Slashdot Mirror


Is Microsoft Crawling Google?

triplecoil writes "Jason Dowdell over at WebProNews has written a piece questioning a tactic Microsoft might be using to beef up its new search engine. He thinks they might be dipping into Google's results to supplement its own. Dowdell likens it to leaving your garbage on the curb--anyone could conceivably go through it and take whatever is there for their own."

38 of 480 comments (clear)

  1. Don't concern yourself with this crap... by garcia · · Score: 4, Insightful

    Has anyone out there seen similar behavior on their own sites? Please comment with your qualitative/objective data if so.

    Sure, I see crawlers on my site all the time sometimes hitting the same URL over and over again. Do I understand their repetitive behavior? No. Do I care what they are doing? No, as long as they are obeying my robots.txt.

    I have complained before about MSNbot ignoring changes to robots.txt while Google happily changed its habbits (I can't find the link sorry). My recent fighting with Googlebot has come to a head when I had to disallow them access to my gallery completely because they refused to honor anything except Disallow: /. I had to go so far as to point Googlebot at my robots.txt and tell it to remove all the previous links. It was rather annoying dealing with support via email from Googlebot as they have apparently taken on the stance of "we don't care but you should put meta tags in all your files so that we don't index those pages." Umm, you are crawling MY site for YOUR profit, you do as I say, not the other way around.

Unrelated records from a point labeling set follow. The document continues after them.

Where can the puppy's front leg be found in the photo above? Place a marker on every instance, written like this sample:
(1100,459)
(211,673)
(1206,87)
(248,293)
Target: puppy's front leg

    Do I care if MSNbot is crawling Google and then finding sites and links to search? No as it's none of OUR concern. What is OUR concern is our own robots.txt and how the spiders interact with our sites through that file. Let Google deal with Microsoft/MSNbot if that's what needs to be done but don't concern yourself with it otherwise.

    1. Re:Don't concern yourself with this crap... by finkployd · · Score: 4, Insightful

      Umm, you are crawling MY site for YOUR profit, you do as I say, not the other way around.

      No offense dude, but you are the one who put the site out their publically. Now if they are DoSing you then you have a valid complaint but robots.txt is just there as a friendly suggestion. I can write a search bot today that completely ignores it and there is nothing wrong with that (except perhaps ethically but even that is arguable) If you don't want people (or bots) viewing it then password protect it or take it off the public interweb.

    2. Re:Don't concern yourself with this crap... by mollymoo · · Score: 5, Interesting
      No offense dude, but you are the one who put the site out their publically. Now if they are DoSing you then you have a valid complaint but robots.txt is just there as a friendly suggestion.

      There's more to it than that. Google caches your pages and makes that cache of your copyright material available. Arguably if you have used your robots.txt file to tell it not to index (and therefore cache) your pages and it still does they are breaching copyright. OK, the Google cache is the world's largest breach of copyright anyway, but if you have told its spider not to index and it does regardless, that's a different ballgame.

      Putting it out there on the web does not give anyone the right to do with it as they please.

      --
      Chernobyl 'not a wildlife haven' - BBC News
    3. Re:Don't concern yourself with this crap... by liquidsin · · Score: 4, Interesting

      Hmmm...let's call "robots.txt" a "copyright control device" in that it states who may and may not have access to my copyrighted images directory. I'd bet a DMCA suit or two for circumventing your copyright control device would get them to pay attention...

      --
      do not read this line twice.
    4. Re:Don't concern yourself with this crap... by nofx_3 · · Score: 4, Funny

      Yes, but I invented the "Information Historic Old Country Road" its not fast, and there ain't much information, but its so durn quaint you gotta love it.

      -kaplanfx

      --
      Visualize Whirled Peas
    5. Re:Don't concern yourself with this crap... by ad0gg · · Score: 5, Informative
      If don't want your site indexed or cached by google. Go here and follow the directions.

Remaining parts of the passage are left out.